Les ministres français de l’Environnement et des Finances, M. Jean-Louis Borloo et Mme Christine Lagarde, ont ouvert le débat sur la taxe en présentant un livre blanc ouvert à la consultation publique, le 10 juin.
Cependant, le gouvernement n’a pas précisé quels produits pourraient être couverts par la future taxe, ni comment elle serait mise en oeuvre. A la place, il a demandé à un panel d’experts de travailler sur les détails de la question lors d’une réunion les 2 et 3 juillet.
L’objectif de la taxe est d’aiguiller tant les entreprises que les consommateurs vers une consommation énergétique plus respectueuse de l’environnement, pour aider la France à atteindre ses objectifs de réduction des émissions de gaz à effet de serre. Le gouvernement insiste sur le fait que la taxe ne se rajouterait pas au fardeau financier pesant sur l’industrie et les ménages, parce qu’elle serait accompagnée par d’autres réductions de taxes.
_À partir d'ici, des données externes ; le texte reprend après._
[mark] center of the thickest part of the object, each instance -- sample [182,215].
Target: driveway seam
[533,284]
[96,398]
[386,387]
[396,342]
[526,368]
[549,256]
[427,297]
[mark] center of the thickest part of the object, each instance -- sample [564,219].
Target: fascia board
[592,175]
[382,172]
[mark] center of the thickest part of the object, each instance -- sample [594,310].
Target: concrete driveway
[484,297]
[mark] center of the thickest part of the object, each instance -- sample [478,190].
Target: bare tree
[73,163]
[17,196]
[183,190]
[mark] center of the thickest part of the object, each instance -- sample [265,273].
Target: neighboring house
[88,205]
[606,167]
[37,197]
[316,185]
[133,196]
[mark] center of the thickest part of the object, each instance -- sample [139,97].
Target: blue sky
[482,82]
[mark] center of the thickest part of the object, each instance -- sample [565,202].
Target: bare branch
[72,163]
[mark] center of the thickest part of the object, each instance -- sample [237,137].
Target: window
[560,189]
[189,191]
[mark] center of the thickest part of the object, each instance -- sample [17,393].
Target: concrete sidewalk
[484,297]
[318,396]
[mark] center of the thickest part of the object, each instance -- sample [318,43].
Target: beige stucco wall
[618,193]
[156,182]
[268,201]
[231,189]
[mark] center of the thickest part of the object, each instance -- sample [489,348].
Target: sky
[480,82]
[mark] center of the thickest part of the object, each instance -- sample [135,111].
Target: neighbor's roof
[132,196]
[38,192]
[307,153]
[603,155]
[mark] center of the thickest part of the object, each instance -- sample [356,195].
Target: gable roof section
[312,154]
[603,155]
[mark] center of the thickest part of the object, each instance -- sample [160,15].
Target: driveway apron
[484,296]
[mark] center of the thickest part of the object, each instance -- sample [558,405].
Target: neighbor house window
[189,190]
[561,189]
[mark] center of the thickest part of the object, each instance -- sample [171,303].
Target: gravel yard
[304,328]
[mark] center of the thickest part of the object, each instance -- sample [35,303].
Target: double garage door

Cette nouvelle taxe devait d’abord voir le jour en 2010. Mais l’ancien ministre Michel Rocard, que le président Nicolas Sarkozy a nommé responsable du dossier, a déclaré que cela ne deviendrait pas une réalité avant 2011 au plus tôt. Il a déclaré qu’il ne « prendrait pas d’engagement sur les délais » et qu’il ne fallait pas confondre vitesse et précipitation, au risque d’échouer, a rapporté EurActiv.fr.
La Suède pour une taxe à l’échelle européenne
La Suède a clairement fait savoir son intention de pousser à l’adoption d’une taxe carbone à l’échelle européenne lors de sa présidence, qui débute en juillet (EurActiv 12/05/09). Le gouvernement suédois considère son propre régime fiscal sur le fioul et le diesel comme un succès, et elle espère faire partager son expérience avec ses partenaires européens.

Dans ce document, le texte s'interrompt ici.